Ce peuple, qui s’était éloigné des voies du Seigneur, ne l’a point connu quand il s’est présenté à lui. Circoncis de corps, il ne l’était plus de raison et d’intelligence. Les ténèbres dont son orgueil l’avait entouré étaient si épaisses, que la lumière divine n’a pu les percer. Il a méconnu Dieu, il l’a nié, il a cessé d’être Israël. Il a persécuté Dieu, il a follement espéré de pouvoir outrager le Verbe ; et celui qu’il a crucifié comme malfaiteur, il l’a couronné comme roi. Mais, dans cet homme qu’ils ont méconnu, ils reconnaîtront le Seigneur, Dieu juste et clément : sa divinité, que leurs outrages se sont efforcés de lui faire manifester à leurs yeux par quelque signe éclatant, eux-mêmes l’ont manifestée et lui ont rendu témoignage en l’élevant en haut et en plaçant sur sa tête, au-dessus de tout nom humain, ce diadème de justice dont l’épine n’a pas cessé depuis sa mort et ne cessera jamais de fleurir. Cette couronne fait la perte des incrédules et le salut des fidèles qu’elle rassemble et qu’elle entoure comme d’un rempart. Elle est la brillante et l’éternelle parure de tous ceux qui ont cru à la glorification du Sauveur ; elle punit, elle blesse, elle ensanglante ceux qui l’ont niée. Elle atteste la bonté infinie de Jésus-Christ, qui a chargé sa tête du poids de nos crimes, souffrant ainsi les peines que nous devions souffrir. Car lorsqu’il nous eut délivrés des épines de nos péchés par celles de sa passion ; lorsqu’il eut vaincu le démon et anéanti sa puissance, il eut raison de s’écrier : « Ô mort, où est ton aiguillon ? »
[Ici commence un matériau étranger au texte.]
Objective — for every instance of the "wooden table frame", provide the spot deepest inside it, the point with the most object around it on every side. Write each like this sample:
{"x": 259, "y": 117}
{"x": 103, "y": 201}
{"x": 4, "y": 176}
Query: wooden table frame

Nous cueillons des raisins parmi les épines et des figues sur les buissons ; mais les mains du peuple infidèle et stérile vers lequel le Verbe étend vainement les siennes, s’y blessent et s’y déchirent. Ce sujet que je traite est tout plein de mysticité ; car lorsque le Créateur tout-puissant de la nature commença à donner sa loi, et qu’il voulut manifester sa puissance à Moïse, il lui apparut en forme de lumière dans un buisson ardent, qui brûlait sans se consumer. De même lorsque le Verbe eut établi sa loi et cessé de converser avec les hommes, il remonta au ciel, d’où il était descendu, avec une mystique couronne d’épines sur la tête ; unissant ainsi les deux époques de la promulgation de sa loi, afin de prouver que c’est un seul et même Dieu, le père et le fils, principe et fin du siècle, qui les a données. J’ai quitté la manière pédagogique pour prendre la dogmatique ; mais je rentre dans mon sujet et je retourne à ma méthode.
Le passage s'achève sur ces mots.